AJP - Cell Physiology, Vol 263, Issue 6 C1250-C1257, Copyright © 1992 by American Physiological Society

ARTICLES

Transport of choline by plasma membrane vesicles from lung-derived epithelial cells

A. B. Fisher, C. Dodia, A. Chander and A. Kleinzeller
Institute for Environmental Medicine, University of Pennsylvania School of Medicine, Philadelphia 19104.
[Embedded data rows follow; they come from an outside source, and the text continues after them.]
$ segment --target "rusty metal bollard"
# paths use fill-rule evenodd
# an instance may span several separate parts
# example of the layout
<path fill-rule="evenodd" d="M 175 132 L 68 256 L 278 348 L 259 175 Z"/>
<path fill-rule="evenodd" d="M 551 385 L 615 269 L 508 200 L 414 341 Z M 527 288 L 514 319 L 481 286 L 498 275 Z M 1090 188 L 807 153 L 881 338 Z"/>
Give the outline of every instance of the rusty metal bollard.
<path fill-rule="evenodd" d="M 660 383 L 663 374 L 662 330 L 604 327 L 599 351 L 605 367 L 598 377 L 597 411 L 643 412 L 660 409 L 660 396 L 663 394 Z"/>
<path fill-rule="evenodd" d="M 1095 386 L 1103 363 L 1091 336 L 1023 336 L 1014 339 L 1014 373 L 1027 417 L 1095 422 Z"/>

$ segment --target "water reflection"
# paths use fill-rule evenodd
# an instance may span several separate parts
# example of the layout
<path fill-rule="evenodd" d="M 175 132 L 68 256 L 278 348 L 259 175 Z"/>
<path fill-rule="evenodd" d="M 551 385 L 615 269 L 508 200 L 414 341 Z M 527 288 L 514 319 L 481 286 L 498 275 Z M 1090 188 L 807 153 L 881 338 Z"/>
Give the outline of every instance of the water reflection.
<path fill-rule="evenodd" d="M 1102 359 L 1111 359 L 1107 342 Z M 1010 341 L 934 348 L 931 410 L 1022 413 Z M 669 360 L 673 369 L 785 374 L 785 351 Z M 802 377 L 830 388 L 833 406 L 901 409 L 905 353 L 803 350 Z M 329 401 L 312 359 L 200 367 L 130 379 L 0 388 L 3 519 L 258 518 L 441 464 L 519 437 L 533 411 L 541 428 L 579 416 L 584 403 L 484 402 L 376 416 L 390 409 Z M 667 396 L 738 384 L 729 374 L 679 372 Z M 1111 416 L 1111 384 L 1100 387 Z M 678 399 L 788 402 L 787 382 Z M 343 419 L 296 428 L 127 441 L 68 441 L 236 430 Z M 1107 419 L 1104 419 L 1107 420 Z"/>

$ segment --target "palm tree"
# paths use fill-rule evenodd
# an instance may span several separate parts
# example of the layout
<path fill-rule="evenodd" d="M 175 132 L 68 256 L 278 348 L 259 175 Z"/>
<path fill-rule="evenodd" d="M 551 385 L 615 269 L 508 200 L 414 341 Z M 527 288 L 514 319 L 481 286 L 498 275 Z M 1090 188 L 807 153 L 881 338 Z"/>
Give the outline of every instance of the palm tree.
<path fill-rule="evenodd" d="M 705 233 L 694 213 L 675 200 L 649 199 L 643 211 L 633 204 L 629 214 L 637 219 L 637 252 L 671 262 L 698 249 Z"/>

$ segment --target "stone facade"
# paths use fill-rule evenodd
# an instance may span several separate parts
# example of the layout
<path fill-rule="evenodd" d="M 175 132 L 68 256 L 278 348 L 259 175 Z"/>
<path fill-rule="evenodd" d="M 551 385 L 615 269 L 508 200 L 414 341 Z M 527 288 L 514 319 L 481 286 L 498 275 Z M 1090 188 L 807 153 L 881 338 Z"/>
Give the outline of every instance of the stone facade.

A549 cells, a lung epithelium-derived cell line, were used as a model system to study choline transport by granular pneumocytes. Intact cells accumulated free choline against a concentration gradient by a low-affinity transport system with kinetic characteristics similar to that previously described for granular pneumocytes (Am. J. Respir. Cell Mol. Biol. 1: 455, 1989). Membrane vesicles prepared from these cells showed a 10-fold enrichment in plasma membrane marker enzymes with a vesicular H2O space of 5.7 +/- 0.05 (SE) microliters/mg protein. Vesicles showed a time- and concentration-dependent uptake of free [3H]choline in Na(+)-free medium. With 5 microM choline, choline uptake reached an apparent steady-state concentration gradient (inside/outside) of 50. 3H that was membrane associated ("bound" choline) represented approximately 5% of total uptake. In the presence of an initial gradient of NaCl, choline uptake showed an overshoot with a plateau value similar to Na(+)-free conditions; a similar effect was observed for plasma membrane vesicles from rat lung type 2 epithelial cells. The steady-state uptake of choline was inhibited at low pH (6.5) and by the presence of valinomycin or carbonyl cyanide p-tri-fluoromethoxyphenylhydrazone and was abolished when both were present. These results show that plasma membrane vesicles from A549 cells accumulate choline by binding to the membranes and by Na(+)-dependent and -independent transport mechanisms, the latter apparently reflecting a transmembrane proton gradient.